Social Space and Observing Marital Rights (Part 4)
2.3. Respecting Each Other’s Rights and Dignity
Allah Almighty, describing the relationship between spouses in Surah Al-Baqarah, says: «…هُنَّ لِبَاسٌ لَّكُمْ وَأَنتُمْ لِبَاسٌ لَّهُنَّ…» فقشدسمشفهخد: They are your clothing, and you are their clothing (both are adornments and means of preserving each other).
Before we delve into the interpretative points of this verse regarding why spouses are likened to each other’s clothing, let us consider the two words “لکم” (for you, men) and “لهن” (for you, women). These words carry a profound meaning: that man and woman are not adversaries but are rather supportive of one another. Each partner exists for the benefit and nurture of the other, not to expose the secrets and subtleties of their marriage to outsiders.

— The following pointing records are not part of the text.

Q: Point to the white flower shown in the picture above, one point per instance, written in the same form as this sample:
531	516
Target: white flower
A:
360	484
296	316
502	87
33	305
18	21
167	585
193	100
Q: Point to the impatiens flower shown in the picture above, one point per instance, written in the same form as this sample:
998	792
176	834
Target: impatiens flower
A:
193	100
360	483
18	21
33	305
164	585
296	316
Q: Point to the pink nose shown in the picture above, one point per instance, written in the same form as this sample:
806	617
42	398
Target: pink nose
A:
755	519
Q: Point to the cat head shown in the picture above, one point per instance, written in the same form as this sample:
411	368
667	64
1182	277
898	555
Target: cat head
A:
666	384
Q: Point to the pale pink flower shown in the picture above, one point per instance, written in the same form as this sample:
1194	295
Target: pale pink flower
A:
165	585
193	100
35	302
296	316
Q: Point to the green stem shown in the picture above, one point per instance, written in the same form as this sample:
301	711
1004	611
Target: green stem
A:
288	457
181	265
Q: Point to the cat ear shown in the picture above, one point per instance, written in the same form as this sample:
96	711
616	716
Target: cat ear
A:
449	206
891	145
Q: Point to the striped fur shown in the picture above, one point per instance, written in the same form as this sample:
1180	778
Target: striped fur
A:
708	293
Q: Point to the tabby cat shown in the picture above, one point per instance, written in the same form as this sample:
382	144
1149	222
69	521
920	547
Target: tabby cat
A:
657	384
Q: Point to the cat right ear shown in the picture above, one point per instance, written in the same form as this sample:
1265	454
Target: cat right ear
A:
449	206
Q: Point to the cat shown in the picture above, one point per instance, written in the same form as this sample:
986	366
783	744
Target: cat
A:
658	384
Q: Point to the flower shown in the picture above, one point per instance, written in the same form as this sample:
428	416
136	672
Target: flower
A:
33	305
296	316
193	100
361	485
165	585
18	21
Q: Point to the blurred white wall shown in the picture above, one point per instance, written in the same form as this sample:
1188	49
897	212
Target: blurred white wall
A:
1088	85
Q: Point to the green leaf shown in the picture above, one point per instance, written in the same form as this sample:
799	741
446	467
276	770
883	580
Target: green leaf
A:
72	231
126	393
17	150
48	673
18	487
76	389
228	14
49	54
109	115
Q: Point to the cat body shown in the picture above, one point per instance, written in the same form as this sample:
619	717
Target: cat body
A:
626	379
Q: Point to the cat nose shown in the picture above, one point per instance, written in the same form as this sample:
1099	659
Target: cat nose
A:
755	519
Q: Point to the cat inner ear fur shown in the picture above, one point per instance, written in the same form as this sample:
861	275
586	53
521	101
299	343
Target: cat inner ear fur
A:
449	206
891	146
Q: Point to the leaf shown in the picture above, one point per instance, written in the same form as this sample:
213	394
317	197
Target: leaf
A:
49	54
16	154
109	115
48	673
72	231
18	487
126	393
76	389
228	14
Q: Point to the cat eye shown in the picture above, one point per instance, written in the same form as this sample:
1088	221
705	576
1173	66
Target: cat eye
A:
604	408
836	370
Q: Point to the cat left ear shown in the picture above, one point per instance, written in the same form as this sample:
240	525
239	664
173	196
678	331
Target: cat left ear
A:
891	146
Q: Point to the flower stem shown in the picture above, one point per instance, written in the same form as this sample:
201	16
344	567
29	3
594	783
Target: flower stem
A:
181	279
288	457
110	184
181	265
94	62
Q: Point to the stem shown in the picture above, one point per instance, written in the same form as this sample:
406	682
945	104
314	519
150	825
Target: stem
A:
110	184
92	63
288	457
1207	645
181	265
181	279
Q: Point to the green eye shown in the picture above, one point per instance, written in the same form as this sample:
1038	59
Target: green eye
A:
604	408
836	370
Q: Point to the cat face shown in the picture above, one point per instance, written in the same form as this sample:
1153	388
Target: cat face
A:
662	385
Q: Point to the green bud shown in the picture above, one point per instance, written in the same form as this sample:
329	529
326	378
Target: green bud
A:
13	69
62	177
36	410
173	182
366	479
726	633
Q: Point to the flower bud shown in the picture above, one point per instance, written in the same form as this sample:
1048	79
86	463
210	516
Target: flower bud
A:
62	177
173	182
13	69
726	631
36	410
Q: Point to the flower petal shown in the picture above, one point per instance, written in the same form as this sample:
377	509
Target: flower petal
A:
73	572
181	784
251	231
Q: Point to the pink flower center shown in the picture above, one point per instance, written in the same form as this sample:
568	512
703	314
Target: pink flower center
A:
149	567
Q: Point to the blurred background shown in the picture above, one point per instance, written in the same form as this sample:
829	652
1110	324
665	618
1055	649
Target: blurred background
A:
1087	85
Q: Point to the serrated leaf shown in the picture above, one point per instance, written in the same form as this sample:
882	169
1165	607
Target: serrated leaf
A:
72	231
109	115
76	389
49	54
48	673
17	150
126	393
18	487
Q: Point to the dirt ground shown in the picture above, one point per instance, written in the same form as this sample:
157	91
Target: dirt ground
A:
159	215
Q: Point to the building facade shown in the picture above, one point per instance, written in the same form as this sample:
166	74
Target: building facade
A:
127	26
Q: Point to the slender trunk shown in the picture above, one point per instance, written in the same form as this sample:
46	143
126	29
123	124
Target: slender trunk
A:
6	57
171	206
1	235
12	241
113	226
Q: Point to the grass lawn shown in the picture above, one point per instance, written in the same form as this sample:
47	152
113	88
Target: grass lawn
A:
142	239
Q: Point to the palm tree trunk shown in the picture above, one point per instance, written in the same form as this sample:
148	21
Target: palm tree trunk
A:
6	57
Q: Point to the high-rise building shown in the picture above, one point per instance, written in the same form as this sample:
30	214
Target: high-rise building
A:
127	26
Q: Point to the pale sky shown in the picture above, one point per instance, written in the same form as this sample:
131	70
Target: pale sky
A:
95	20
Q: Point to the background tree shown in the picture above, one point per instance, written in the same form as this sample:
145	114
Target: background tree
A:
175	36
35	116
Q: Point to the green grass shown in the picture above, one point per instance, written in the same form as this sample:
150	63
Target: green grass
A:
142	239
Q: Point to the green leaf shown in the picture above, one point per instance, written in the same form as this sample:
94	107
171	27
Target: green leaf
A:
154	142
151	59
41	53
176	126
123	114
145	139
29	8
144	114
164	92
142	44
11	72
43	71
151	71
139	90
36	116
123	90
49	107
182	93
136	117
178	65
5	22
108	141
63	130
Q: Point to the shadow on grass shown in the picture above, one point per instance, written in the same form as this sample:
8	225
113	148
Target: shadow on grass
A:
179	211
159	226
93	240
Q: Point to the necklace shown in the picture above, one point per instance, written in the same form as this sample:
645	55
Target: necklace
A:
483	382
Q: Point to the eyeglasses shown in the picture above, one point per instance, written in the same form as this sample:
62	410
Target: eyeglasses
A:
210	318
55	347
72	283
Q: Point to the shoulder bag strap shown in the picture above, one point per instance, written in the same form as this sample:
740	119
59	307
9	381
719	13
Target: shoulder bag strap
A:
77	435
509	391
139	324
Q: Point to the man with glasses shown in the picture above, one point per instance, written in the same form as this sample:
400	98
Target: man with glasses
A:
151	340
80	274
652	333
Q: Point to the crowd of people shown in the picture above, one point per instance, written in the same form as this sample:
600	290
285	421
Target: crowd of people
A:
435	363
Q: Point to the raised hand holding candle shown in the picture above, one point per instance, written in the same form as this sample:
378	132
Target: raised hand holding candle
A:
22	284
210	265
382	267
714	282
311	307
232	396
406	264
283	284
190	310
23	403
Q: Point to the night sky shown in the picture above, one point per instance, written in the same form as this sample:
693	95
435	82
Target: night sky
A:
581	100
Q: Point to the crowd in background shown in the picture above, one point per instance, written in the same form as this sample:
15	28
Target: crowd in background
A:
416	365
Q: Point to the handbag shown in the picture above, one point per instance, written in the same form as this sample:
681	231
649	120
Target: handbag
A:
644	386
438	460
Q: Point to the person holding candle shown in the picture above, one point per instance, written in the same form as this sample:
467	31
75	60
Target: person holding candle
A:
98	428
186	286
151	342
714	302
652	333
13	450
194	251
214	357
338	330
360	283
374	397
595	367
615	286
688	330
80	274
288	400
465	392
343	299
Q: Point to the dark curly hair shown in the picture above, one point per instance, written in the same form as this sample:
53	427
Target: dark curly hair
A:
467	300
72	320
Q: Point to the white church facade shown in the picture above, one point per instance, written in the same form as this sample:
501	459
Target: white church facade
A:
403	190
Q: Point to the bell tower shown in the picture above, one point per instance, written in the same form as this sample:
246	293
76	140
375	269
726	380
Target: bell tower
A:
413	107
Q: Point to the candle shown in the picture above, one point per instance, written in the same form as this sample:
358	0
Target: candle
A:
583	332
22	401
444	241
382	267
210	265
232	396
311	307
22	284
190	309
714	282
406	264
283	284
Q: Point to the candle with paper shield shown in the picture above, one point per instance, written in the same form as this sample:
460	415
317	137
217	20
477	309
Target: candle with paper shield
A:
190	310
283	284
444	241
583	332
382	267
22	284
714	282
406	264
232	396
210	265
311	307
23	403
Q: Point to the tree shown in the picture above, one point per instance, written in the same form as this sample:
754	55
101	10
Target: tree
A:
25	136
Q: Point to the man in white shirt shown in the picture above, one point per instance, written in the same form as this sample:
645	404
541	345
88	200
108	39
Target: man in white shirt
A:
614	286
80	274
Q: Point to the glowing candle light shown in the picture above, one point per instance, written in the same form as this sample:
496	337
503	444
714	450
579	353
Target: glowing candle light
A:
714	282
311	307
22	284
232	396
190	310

Allama Fakhruddin Razi, in explaining this analogy, writes: «أنَّه تَعالی جَعَلَها لِباساً لِلرَّجُلِ، مِن حَیثُ إنَّه یَخُصُّها بِنَفسِهِ، کَما یَخُصُّ لِباسَه بِنَفسِهِ…» Allah Almighty has made women (like) clothing for men; because just as clothing is special to him, so is the wife.
Allama Razi’s interpretation suggests that if clothing becomes soiled, it contaminates the wearer, and conversely, if the wearer is unclean, it sullies the clothing. Similarly, sharing intimate details or images of one’s spouse with others pollutes the sanctity of marital life and undermines the reputation of both partners. Therefore, such actions constitute a betrayal of trust and a disregard for each other’s rights and dignity.
Betrayal of Trust in Marriage
Preserving personal and family secrets is an important moral virtue. This trait signifies the perfection of faith, rationality, integrity, trustworthiness, foresight, and stability of personality. In Islamic culture, a Muslim is not only obliged to keep their secrets but also the secrets of others, never revealing them without consent. This obligation becomes particularly significant when the secrets pertain to the intimate relationships between spouses.
Family secrets are akin to blood in the lifeblood of the family and society. It is the responsibility of both partners to protect these secrets. Just as blood sustains life, revealing the private matters of a marriage can cause the family’s spirit to wither. Since spouses share a profound bond, their secrets are intertwined: revealing one partner’s secrets ultimately harms the dignity and rights of the other.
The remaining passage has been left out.